Tales of Horror and the Supernatural Volume 1 by Arthur Machen, containing the following stories: "The Great God Pan", "The Inmost Light", "The Shining Pyramid", "The White People", and "The Great Return" (This edition 1948): Arthur Machen remains one of the ten or so greatest and most influential horror writers who ever lived, more than 100 years since his greatest works were published. Both scientifically inclined and mystical in nature, Machen combined these two traits in stories that expanded upon the philosophical and scientific speculations of Mary Shelley's Frankenstein.
This collection, long out of print, has been supplanted by more complete assemblies of Machen's greatest work. Nonetheless, four of the stories are among the prolific Machen's finest horror stories, while the fifth, the later "The Great Return", shows Machen's later-career move into non-horrifying Catholic mysticism.
"The Great God Pan" and "The White People" are the two titanic stories here. The first concerns a scientific experiment meant to bridge the gap between the material and immaterial world. To do so, the scientist performs a brain operation on a woman. All kinds of Hell result, though it takes decades for the full horror of the experiment to be revealed.
Collapsing the spiritual realm into the physical realm creates a being of sinister potency, and the novella explores not only the nature of evil, but what might be called the evil of nature in certain circumstances: the amoral physical universe is not something to be contemplated without some form of philosophical or ideological buffer between humanity and The Massive. Madness and self-destruction await those who confront the creature born of the experiment: traditionally, those who see the Great God Pan, die.
"The White People", framed by the drawing-room conversation of two men on the nature of true evil, is a stylistic tour-de-force. The main narrative takes the form of a teen-aged girl's journal. Educated from the age of three by a nanny who appears to practice some fairly disturbing witchcraft, the girl moves further and further into the realms of Faery -- the eponymous White People.

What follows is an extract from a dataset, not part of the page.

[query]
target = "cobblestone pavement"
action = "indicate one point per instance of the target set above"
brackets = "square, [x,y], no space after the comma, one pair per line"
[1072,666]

The journal works its horrors in a number of subtle ways. The girl's impressions of the disturbing things going on around her are those of a naive innocent, thus leaving certain surmises about what's actually happening to the reader's imagination and deductive abilities. It's brilliantly and sensitively written -- the girl is one of the most heart-breaking narrators in horror fiction by the end of the story -- and the frame narrative, with her story recollected in tranquility, adds an extra layer of verisimilitude and philosophical depth.
Added to these things is a trope that writers such as H.P. Lovecraft would explore more fully -- the story repeatedly refers to rituals and concepts without ever explaining what they truly are. Terms such as 'Aklo' and 'voorish' and 'dhols' would show up in the work of other writers, as would the overall concept of fictional rituals and terms. The great T.E.D. Klein would go so far as to posit "The White People" as a dangerous supernatural text in its own right in his sublime 1984 novel The Ceremonies. There are the White Ceremonies, the Green Ceremonies, and the Scarlet Ceremonies...
Besides the joyful "The Great Return," in which the Holy Grail brings hope to the Welsh during World War One, we also get "The Shining Pyramid," with sinister doings in the countryside and sinister hidden races, and "The Inmost Light," which works as a companion piece to "The Great God Pan." Machen's potent combination of cosmic musings, philosophical enquiry, and mythologies both real and fictional would show the way for many writers to follow. H.P. Lovecraft and his 'disciples' would owe a lot to Machen, and Lovecraft himself praised Machen's work extravagantly in his essay "Supernatural Horror in Literature." He's an indispensable part of the history of horror literature. Because sometimes you really don't want to know what a "wicked voorish dome in Deep Dendo" is, yet you sort of do. Highly recommended.